The global annual production of saffron is just around 200 tons, 180 of which come from Iran. Fahlberg harvested 500 grams last year. Every single one of them is precious. Buyers in the supermarket pay around five euros for a tenth of a gram.
It is a potentially very lucrative market niche that Fahlberg has discovered. Saffron farmers are a rarity in Germany. “Our customers want organic, regional and are willing to pay money for it,” he says. These customers are mainly found in Berlin and other large cities. So far, Fahlberg has sold its harvest in its online shop or directly to restaurants. As of this week, his saffron is also available in some Berlin branches of a supermarket chain.

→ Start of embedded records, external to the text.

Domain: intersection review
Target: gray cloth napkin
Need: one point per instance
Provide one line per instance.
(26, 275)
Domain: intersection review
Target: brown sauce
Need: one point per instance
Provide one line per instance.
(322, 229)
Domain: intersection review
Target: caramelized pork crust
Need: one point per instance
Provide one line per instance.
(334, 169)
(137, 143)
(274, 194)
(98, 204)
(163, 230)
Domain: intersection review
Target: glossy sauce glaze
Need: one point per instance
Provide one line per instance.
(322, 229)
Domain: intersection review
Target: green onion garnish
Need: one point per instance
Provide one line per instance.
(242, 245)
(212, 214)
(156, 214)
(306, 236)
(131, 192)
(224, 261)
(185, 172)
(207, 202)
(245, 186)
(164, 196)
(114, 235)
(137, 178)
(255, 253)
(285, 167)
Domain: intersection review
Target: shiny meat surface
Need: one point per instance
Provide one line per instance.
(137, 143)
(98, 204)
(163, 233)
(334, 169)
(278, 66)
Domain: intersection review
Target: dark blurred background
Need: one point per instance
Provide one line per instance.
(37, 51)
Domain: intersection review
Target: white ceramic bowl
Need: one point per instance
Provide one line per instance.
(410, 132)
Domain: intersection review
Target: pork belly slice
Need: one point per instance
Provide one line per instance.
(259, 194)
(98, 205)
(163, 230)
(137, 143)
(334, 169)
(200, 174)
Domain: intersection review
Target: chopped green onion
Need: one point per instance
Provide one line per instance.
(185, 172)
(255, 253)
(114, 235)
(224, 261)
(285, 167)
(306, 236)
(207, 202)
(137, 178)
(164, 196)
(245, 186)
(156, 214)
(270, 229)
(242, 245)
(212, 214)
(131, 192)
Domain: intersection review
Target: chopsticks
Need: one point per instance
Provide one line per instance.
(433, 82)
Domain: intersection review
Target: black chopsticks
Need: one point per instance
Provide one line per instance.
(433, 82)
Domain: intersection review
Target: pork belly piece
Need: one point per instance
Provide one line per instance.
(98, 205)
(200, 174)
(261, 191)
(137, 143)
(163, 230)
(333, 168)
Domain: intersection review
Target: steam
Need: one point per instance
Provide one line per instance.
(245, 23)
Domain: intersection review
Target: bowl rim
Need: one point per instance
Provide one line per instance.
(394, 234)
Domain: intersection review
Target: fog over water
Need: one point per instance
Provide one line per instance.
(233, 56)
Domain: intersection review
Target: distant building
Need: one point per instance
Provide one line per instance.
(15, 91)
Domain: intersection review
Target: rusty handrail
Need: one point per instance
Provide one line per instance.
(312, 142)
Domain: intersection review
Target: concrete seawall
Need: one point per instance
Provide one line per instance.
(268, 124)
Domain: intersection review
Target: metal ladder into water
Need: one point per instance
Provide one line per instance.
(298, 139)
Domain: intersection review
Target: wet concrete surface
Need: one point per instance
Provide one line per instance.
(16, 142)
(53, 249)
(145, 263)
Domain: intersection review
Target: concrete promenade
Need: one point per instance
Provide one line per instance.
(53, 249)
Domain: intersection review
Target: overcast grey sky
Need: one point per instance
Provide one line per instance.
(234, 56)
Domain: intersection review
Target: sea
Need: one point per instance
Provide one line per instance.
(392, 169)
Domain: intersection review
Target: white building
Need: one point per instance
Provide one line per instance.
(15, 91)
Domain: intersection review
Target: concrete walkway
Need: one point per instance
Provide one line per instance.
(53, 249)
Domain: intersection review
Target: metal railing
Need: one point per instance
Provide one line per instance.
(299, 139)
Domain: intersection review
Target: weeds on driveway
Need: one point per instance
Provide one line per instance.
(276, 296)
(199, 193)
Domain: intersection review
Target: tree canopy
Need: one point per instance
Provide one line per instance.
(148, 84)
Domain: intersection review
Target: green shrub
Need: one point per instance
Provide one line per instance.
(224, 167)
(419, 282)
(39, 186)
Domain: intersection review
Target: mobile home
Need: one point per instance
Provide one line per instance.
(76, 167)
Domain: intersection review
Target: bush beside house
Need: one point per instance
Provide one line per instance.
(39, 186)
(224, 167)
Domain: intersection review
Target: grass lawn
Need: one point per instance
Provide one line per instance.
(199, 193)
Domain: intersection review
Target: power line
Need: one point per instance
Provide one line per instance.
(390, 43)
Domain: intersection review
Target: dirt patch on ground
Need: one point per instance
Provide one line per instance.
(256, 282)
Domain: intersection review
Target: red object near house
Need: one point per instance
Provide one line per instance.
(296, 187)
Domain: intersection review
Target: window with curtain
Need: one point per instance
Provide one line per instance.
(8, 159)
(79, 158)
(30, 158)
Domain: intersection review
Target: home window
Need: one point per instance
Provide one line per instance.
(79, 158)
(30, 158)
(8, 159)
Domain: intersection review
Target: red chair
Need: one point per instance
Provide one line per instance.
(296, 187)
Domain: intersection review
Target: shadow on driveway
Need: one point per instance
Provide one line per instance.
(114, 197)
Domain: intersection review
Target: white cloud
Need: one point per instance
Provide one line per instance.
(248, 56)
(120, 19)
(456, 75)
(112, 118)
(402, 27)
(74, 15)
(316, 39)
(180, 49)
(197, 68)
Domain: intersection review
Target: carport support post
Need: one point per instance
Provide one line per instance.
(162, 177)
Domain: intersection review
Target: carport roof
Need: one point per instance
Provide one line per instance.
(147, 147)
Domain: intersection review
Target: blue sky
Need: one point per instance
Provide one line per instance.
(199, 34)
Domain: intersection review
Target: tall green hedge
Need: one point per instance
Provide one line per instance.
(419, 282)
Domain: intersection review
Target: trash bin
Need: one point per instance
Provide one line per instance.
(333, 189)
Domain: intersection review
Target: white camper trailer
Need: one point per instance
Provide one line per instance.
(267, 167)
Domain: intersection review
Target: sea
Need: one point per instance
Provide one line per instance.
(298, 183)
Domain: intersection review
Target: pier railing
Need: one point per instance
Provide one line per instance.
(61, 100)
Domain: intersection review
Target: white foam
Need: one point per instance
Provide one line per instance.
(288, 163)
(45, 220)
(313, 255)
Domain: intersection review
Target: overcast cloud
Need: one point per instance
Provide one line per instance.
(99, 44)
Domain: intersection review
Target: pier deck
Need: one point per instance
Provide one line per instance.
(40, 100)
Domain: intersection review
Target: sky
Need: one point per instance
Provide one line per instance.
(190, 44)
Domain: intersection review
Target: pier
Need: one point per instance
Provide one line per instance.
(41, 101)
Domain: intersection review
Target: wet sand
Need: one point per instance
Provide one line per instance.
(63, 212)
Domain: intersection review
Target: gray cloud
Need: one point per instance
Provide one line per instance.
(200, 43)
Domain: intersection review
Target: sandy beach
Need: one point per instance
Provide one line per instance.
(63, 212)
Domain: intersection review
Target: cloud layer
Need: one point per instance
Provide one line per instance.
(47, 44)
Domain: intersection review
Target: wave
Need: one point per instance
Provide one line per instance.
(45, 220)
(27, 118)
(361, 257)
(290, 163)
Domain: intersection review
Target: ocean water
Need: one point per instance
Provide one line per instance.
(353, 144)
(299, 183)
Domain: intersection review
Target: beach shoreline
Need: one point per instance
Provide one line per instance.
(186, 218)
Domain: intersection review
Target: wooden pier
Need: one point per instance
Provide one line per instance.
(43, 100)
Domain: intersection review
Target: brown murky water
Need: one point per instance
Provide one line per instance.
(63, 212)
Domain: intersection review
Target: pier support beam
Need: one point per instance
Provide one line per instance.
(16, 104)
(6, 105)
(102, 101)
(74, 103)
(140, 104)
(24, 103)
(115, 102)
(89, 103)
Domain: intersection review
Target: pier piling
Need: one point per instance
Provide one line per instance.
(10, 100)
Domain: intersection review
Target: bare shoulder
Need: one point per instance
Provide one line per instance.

He already has the organic seal. Fahlberg literally earns it with his hands – for example by fighting weeds. “No chemicals,” he emphasizes. Instead, he has his field plowed and loosened before sowing to get rid of weeds. Once the plants are in the ground, he gets to work on the weeds between the seedlings on his knees. “I pluck it out by hand. You can only manage two to three rows a day at most. That’s honest work too.”
It is also harvested by hand by picking each flower individually with your fingers. After that, processing begins. Fahlberg describes his farm like this: “The production facility is: a room, a table, a chair. And a gold scale.” He carefully plucks the actual spice from the flowers: the three-part pistil that supplies the orange-red saffron threads.
Everything is done by hand: from weed control to harvesting and packaging.
Image: Andre Kartschall / rbb
Then they are dried, losing up to 80 percent of their weight. What is left is his merchandise. Fahlberg had it certified by means of spectral analysis by a special French laboratory. The result: His saffron is of the highest quality.
He weighs the dried threads and packs them in special foil, UV-shielding, for durability – individually, 0.1 grams each, by hand. He also takes care of the shipping himself. More organic farmers are hardly possible.